The mayor of a town where almost 300 people died in Italy’s devastating earthquake has pleaded with visitors to stop flocking to the area for “disaster tourism”.

Sergio Pirozzi said three quarters of Amatrice “just isn’t there anymore” following the earthquake in August, which generated aftershocks that destroyed historic landmarks six months afterwards.

As the reconstruction and recovery effort continues, tourists have been flocking to the town and taking photos of themselves amid the wreckage.

“Don't come to Amatrice to take selfies by the rubble, otherwise I’ll get pissed off,” Mr Pirozzi told TG1 news.

“This morning I surprised and chased away some people who were photographing themselves by the ruins.”

The mayor urged visitors to enjoy the surrounding countryside and mountains but urged them to respect the aftermath of the disaster.

Local residents and politicians took to social media to support Mr Pirozzi.

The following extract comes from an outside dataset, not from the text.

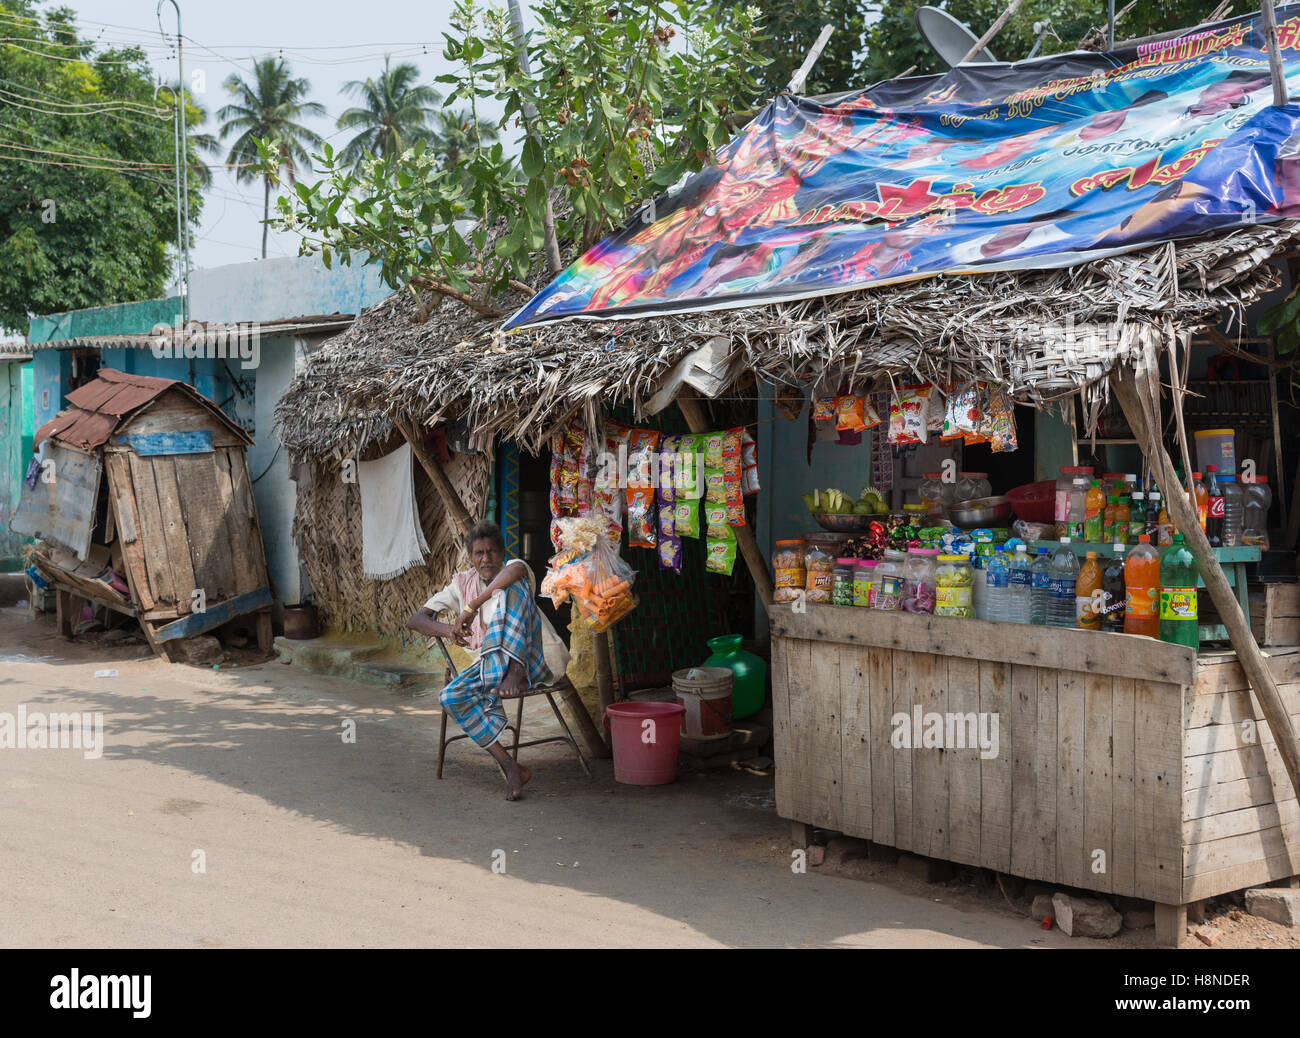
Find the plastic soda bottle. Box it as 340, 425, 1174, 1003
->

Nicola Zingaretti, president of Lazio region told people “not to turn the tragedies and works of these past months into curiosities or souvenirs”, according to a translation by The Local.

Prince Charles has been among the foreign dignitaries to visit Amatrice, where three British citizens were killed in the 6.1 magnitude earthquake.

The town is expected to take several years to rebuild as part of nationwide efforts that have already cost an estimated €23bn (£19bn).

Thousands of people made homeless by the earthquake continue to live in temporary accommodation, amid fears of further aftershocks along the active fault lying beneath.